First of all, there is this question and answer that might be relevant:
Were all of Earth's minerals created before Earth's formation, during, or after?
Also notice the bit about "mineral evolution". If you dig more into Bob Hazen and colleagues work, they have some paper where they estimate how much more minerals are expected to exist that we have yet to find.
Tachylite's answer is mostly correct. I'd like to add a few more things though:
And how many combinations of metals/elements are possible to form minerals which doesn't exist on Earth
Hundreds of thousands. There are 90 something (relevant) elements in the periodic table, some of them have different oxidation states, which basically makes them behave as different elements.
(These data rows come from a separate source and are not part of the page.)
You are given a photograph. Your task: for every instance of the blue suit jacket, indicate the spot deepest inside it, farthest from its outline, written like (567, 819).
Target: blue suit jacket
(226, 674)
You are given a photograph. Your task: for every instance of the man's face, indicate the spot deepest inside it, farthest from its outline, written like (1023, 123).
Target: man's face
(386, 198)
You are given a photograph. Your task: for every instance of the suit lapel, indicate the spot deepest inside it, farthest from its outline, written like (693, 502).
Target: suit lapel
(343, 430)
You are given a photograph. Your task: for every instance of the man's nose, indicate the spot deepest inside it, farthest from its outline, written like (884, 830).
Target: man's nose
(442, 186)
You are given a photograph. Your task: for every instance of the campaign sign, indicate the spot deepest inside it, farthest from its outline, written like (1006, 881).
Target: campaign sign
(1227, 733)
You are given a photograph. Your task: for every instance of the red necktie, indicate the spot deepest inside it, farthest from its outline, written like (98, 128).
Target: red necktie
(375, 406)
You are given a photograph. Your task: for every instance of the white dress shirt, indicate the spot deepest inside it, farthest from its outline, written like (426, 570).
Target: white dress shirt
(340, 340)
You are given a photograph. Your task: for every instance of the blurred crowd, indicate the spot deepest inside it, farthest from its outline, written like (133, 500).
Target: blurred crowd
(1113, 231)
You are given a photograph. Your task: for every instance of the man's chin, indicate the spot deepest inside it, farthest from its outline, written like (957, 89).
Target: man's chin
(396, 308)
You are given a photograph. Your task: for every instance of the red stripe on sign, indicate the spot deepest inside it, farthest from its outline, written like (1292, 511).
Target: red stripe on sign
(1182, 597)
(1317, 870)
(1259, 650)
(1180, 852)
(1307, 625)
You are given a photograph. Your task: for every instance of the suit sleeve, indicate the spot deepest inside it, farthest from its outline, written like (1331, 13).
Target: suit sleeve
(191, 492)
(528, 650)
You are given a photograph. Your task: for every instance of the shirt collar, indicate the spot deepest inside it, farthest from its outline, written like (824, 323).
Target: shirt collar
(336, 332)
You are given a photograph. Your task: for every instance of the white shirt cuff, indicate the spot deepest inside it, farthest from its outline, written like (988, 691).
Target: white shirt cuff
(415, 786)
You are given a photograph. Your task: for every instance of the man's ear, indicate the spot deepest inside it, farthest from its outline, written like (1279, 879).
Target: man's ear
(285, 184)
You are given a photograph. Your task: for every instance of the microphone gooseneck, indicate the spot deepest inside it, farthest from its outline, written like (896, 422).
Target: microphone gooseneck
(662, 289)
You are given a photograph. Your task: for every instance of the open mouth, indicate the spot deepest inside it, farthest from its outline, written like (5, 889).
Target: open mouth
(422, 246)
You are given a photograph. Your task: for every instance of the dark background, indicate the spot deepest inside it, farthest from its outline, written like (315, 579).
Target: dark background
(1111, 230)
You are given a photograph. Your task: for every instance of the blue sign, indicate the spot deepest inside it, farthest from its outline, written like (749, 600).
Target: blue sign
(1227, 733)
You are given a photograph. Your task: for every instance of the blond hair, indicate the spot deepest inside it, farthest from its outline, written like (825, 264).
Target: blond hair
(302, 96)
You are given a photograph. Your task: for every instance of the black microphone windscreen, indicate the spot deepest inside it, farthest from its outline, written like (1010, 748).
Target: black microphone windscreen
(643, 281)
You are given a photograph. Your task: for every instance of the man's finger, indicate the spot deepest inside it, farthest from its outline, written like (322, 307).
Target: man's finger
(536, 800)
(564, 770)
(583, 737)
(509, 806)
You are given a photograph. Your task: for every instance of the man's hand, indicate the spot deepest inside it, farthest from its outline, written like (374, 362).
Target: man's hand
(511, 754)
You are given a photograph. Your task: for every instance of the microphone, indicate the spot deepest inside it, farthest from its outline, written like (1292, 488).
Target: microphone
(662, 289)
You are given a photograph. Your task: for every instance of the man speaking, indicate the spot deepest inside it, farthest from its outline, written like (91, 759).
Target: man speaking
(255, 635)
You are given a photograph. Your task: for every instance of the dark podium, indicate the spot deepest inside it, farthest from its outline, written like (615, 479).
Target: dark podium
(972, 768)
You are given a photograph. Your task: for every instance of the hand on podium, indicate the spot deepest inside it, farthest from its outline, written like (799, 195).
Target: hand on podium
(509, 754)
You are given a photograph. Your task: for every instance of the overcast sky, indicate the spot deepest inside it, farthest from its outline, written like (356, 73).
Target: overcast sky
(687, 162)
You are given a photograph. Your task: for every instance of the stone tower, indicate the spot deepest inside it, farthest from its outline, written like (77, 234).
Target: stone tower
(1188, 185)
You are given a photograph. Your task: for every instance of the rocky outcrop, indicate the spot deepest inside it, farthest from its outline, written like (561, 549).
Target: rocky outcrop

For example S2- and S6+ are both sulfur, but they are completely different mineralogically. This leads to almost infinite amount of possible compounds and minerals.
And what could be the reason that they don't exist on Earth?
The conditions are not correct. Mineral stability is a function of temperature, pressure, bulk composition and fugacity (activity) of certain volatile components such as oxygen, sulfur, etc. Only a limited set of combinations of those is available on Earth, so that's why they might not exist here.
Also, several minerals are known from synthetic experiments to occur in the Earth, and actually a large amount of of the Earth's mantle is predicted to comprise of them. Two examples are ringwoodite and bridgmanite. Both were first synthesised in a lab, and were found in meteorites. Ringwoodite was only recently found as an inclusion in super-deep diamonds, and bridgemanite was not found yet in the Earth. We do know that the mantle is full of that, it's just not accessible to us.
This is similar to all of the Fe minerals that are found in meteorites. It's likely that Earth's core is composed of a bunch of Fe minerals we don't even know yet, but they are not accessible to us so we basically can only guess based on experimental studies.